Washington prépare les sanctions les plus sévères de son histoire contre l'Iran, selon des rapports, tandis que Téhéran a répondu avec un message fort, en se concentrant sur la Chine. Alors que le conflit approche de son sixième mois, aucune des parties n'a engagé une confrontation militaire directe, mais les pourparlers de paix sont au point mort. Pendant ce temps, les expéditions de pétrole à travers le détroit d'Ormuz sont effectivement arrêtées, Téhéran menaçant d'attaquer tous les pétroliers sans licence qui tentent de passer par la voie d'eau étroite. Le secrétaire américain au Trésor, Scott Bessent, doit tenir une conférence de presse lundi après-midi, promettant de dévoiler "les sanctions les plus sévères de l'histoire" contre l'Iran.
En même temps, il appellera la Chine à collaborer avec Washington. La Chine continue d'acheter plus de 80% du pétrole brut iranien, selon les données de la société d'analyse Kpler à partir de 2025. Pékin a appelé à un engagement diplomatique.
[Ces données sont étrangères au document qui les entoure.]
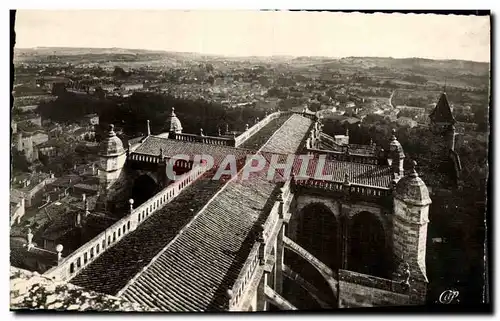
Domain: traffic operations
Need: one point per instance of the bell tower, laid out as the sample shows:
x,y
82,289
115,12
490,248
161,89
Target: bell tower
x,y
112,157
411,217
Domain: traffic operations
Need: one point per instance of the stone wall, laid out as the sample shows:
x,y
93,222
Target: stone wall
x,y
360,290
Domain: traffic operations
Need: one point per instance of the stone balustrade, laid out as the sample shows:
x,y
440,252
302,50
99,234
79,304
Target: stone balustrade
x,y
345,157
211,140
69,266
351,189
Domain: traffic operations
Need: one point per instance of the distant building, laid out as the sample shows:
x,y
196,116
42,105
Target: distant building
x,y
30,185
92,119
27,141
406,121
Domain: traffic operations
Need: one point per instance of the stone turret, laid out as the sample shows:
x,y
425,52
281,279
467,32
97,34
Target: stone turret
x,y
411,217
174,124
112,157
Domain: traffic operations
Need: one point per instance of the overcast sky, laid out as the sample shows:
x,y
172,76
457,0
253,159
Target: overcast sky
x,y
249,33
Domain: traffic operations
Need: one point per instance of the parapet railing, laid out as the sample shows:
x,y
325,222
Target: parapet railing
x,y
346,156
372,281
350,189
69,266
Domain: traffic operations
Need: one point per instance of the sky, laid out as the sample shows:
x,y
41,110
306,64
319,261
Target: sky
x,y
254,33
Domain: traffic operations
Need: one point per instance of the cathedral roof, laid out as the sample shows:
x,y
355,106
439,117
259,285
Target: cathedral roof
x,y
442,112
411,189
174,124
197,266
111,145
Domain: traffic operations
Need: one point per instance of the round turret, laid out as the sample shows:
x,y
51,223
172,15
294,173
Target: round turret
x,y
412,190
111,145
175,124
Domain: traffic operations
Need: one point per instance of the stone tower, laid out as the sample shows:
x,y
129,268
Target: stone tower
x,y
411,217
396,157
443,128
174,124
112,157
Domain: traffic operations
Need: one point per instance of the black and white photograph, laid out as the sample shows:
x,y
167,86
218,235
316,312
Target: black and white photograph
x,y
249,160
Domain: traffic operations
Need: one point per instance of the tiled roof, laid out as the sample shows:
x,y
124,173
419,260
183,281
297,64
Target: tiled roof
x,y
31,291
193,272
111,271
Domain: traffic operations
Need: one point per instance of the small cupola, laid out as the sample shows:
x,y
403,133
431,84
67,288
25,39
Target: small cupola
x,y
111,145
411,189
174,125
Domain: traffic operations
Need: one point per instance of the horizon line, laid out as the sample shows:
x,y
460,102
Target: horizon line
x,y
259,56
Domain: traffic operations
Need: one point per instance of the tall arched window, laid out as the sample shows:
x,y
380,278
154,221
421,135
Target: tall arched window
x,y
367,250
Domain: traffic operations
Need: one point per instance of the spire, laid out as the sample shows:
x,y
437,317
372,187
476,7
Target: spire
x,y
413,172
442,112
111,131
393,134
S. Il a ajouté que de telles sanctions secondaires n'avaient pas de base juridique en vertu du droit international, comme indiqué dans une déclaration publiée sur X. Le président Donald Trump, qui avait menacé de sanctions économiques contre tout pays fournissant toute forme d'assistance à l'Iran, a fait remarquer vendredi que Washington observait ce qui se passe dans le conflit. S. préférerait parvenir à un accord, l'Iran n'est pas prêt à conclure un véritable accord.
Le trafic à travers le détroit d'Ormuz a été arrêté. Les États-Unis ont pratiquement empêché les navires iraniens de quitter leurs ports, le passage à travers le détroit reste fermé, avec des milliers de marins bloqués à bord de centaines de navires. Les navires de suivi des données ont montré que seuls quatre navires de cargaison ont traversé le détroit jeudi, dont aucun n'était un gros pétrolier ou un transporteur de gaz naturel liquéfié. Cependant, l'Iran a approuvé le passage d'un nombre limité de pétroliers irakiens à travers le détroit d'Ormuz suite à des demandes répétées de Bagdad, selon l'agence de presse d'État iranienne IRNA.
L'IRNA a rapporté que l'obtention de permis spéciaux pour les pétroliers irakiens était l'une des principales demandes de Bagdad lors de la visite du chef du parlement iranien, Mohammad Baqer Ghalibaf, en Irak. Le secrétaire américain à l'Énergie, Chris Wright, a déclaré que les forces américaines avaient contribué à assurer le passage d'environ huit millions de barils de pétrole par jour à travers le détroit pendant sept jours.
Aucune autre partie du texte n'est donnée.